Booz Allen Hamilton Colloquium: "Scalable Control of Monotone Systems"

Friday, May 2, 2014
3:00 p.m.
Stanley Zupnik Lecture Hall, Rm. 1110, Jeong Kim Engineering Building
Carrie Hilmer
301 405 4471
chilmer@umd.edu

Booz Allen Hamilton Distinguished Colloquium in Electrical and Computer Engineering

"Scalable Control of Monotone Systems"

Professor Anders Rantzer
Lund University

Abstract:

Classical control theory does not scale well for large systems like traffic networks, power networks and chemical reaction networks. However, many of these applications can be handled efficiently using the concept of monotone system. Monotonicity means that a given state ordering is preserved by the dynamics. For example, a system is called monotone if all step responses are monotone. Such systems are common in many branches of science and engineering.

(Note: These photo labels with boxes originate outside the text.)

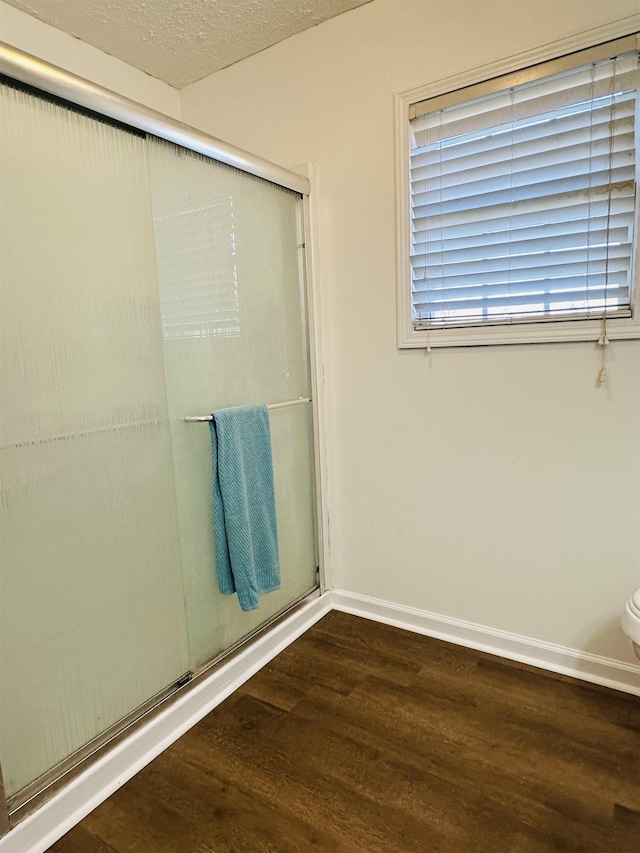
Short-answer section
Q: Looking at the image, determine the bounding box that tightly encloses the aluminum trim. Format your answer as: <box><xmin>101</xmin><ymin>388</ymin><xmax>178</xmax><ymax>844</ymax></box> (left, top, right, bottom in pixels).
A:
<box><xmin>409</xmin><ymin>33</ymin><xmax>640</xmax><ymax>121</ymax></box>
<box><xmin>0</xmin><ymin>42</ymin><xmax>311</xmax><ymax>195</ymax></box>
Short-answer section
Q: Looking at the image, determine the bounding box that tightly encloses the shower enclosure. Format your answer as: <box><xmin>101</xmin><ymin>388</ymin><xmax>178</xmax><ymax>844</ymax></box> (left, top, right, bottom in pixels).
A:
<box><xmin>0</xmin><ymin>49</ymin><xmax>319</xmax><ymax>820</ymax></box>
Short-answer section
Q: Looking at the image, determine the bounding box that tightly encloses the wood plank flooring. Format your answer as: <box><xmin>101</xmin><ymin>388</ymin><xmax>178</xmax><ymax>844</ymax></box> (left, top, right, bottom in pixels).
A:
<box><xmin>50</xmin><ymin>611</ymin><xmax>640</xmax><ymax>853</ymax></box>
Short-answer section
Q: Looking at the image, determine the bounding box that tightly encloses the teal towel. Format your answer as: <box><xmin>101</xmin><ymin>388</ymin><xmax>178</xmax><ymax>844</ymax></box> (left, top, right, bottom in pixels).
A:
<box><xmin>210</xmin><ymin>406</ymin><xmax>280</xmax><ymax>610</ymax></box>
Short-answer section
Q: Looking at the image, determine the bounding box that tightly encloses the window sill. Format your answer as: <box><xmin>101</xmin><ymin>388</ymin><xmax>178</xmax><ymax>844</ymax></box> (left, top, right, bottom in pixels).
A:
<box><xmin>398</xmin><ymin>318</ymin><xmax>640</xmax><ymax>349</ymax></box>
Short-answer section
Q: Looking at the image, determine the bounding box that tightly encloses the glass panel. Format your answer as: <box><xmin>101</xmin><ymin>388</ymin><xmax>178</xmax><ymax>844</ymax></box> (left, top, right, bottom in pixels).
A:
<box><xmin>0</xmin><ymin>87</ymin><xmax>188</xmax><ymax>795</ymax></box>
<box><xmin>150</xmin><ymin>141</ymin><xmax>317</xmax><ymax>668</ymax></box>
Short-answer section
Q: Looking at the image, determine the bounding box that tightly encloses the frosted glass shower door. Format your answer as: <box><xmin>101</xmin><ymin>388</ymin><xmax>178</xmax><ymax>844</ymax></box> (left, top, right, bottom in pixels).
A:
<box><xmin>0</xmin><ymin>86</ymin><xmax>189</xmax><ymax>796</ymax></box>
<box><xmin>150</xmin><ymin>141</ymin><xmax>317</xmax><ymax>669</ymax></box>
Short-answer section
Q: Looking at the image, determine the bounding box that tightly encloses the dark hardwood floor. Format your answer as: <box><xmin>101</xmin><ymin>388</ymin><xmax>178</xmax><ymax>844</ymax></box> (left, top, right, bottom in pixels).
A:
<box><xmin>46</xmin><ymin>611</ymin><xmax>640</xmax><ymax>853</ymax></box>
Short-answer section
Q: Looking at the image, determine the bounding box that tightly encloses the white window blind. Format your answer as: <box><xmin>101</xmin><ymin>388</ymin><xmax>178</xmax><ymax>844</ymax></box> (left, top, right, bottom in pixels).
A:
<box><xmin>410</xmin><ymin>42</ymin><xmax>639</xmax><ymax>330</ymax></box>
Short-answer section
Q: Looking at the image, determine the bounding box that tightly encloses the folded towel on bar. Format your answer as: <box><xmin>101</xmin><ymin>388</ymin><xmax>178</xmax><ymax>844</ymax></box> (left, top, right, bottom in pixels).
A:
<box><xmin>210</xmin><ymin>406</ymin><xmax>280</xmax><ymax>610</ymax></box>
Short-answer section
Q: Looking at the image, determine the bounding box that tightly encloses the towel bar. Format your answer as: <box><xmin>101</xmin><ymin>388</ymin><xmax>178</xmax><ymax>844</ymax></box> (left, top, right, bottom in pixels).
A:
<box><xmin>185</xmin><ymin>397</ymin><xmax>311</xmax><ymax>423</ymax></box>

In this presentation, we will highlight several fundamental advantages of monotone control systems: Verification and performance optimization can be done in with a complexity that scales linearly with the number of states and interconnections. Distributed controllers can be designed by convex optimization. Lyapunov functions and storage functions for nonlinear monotone systems can be built from scalar functions of the states, with dramatic simplifications as a result.

Biography:

Anders Rantzer received a PhD in 1991 from KTH, Stockholm, Sweden. After postdoctoral positions at KTH and at IMA, University of Minnesota, he joined Lund University in 1993 and was appointed professor of Automatic Control in 1999. The academic year of 2004/05 he was visiting associate faculty member at Caltech. Since 2008 he coordinates the Linnaeus center LCCC at Lund University. For the period 2013-15 he is also chairman of the Swedish Scientific Council for Natural and Engineering Sciences.

Rantzer has been associate editor of IEEE Transactions on Automatic Control and several other journals. He is a winner of the SIAM Student Paper Competition, the IFAC Congress Young Author Price and the IET Premium Award for the best article in IEE Proceedings - Control Theory & Applications during 2006. He is a Fellow of IEEE and a member of the Royal Swedish Academy of Engineering Sciences.

His research interests are in modeling, analysis and synthesis of control systems, with particular attention to uncertainty, optimization and distributed control.